Nice looking tank! Someone on the forum is sending some MTS, all I had to pay was shipping. What do you mean by the GH is low? What is your GH and why does that mean no snails?


----------



## Hilde (May 19, 2008)

JacobL said:


> What do you mean by the GH is low? What is your GH and why does that mean no snails?


Gh and kh were 2 . The snails died in my tank.

After I reset the 29 gallon up I would like to try some Malaysian snails. Dosing with Seachem equilibrium the gh and kh are increasing in 10 gallon planted, which is temporary.


----------



## JacobL (Aug 3, 2010)

Hilde said:


> Gh and kh were 2 . The snails died in my tank.
> 
> After I reset the 29 gallon up I would like to try some Malaysian snails. Dosing with Seachem equilibrium the gh and kh are increasing in 10 gallon planted, which is temporary.


Uh oh, I had never heard that snails do not do well in low gh? Mine is about 3 or 4, will my snails likely die as well?


----------



## Hilde (May 19, 2008)

JacobL said:


> Uh oh, I had never heard that snails do not do well in low gh? Mine is about 3 or 4, will my snails likely die as well?


Read that they can adapt but sometimes the soft acid water will melt their shell. iIf you ph is low too you can add oyster grit, some bird gravels, and it will increase it.


----------



## nicks7.1985 (Aug 11, 2010)

does anyone have a suggestion of where i can safely buy cheap plants online?


----------



## JacobL (Aug 3, 2010)

nicks7.1985 said:


> does anyone have a suggestion of where i can safely buy cheap plants online?


Definitely check out the swap N shop section of this forum, there are always people selling stuff for pretty cheap.
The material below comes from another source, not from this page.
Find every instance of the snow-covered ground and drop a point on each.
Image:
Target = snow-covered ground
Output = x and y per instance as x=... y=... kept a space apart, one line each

You can also post a thread with what you are looking for and someone may have and be willing to sell to you. I didn't know about it when I ordered my plant package, which was from freshwateraquariumplants.com
Also check out aquariumplants.com I'm sure there are tons more but those are the only ones I really know of.


----------



## Hilde (May 19, 2008)

nicks7.1985 said:


> does anyone have a suggestion of where i can safely buy cheap plants online?


Some buy from aquariumplants. From Aquaticmagic on Ebay I have gotten ferns for $3. One plant was like 2.


----------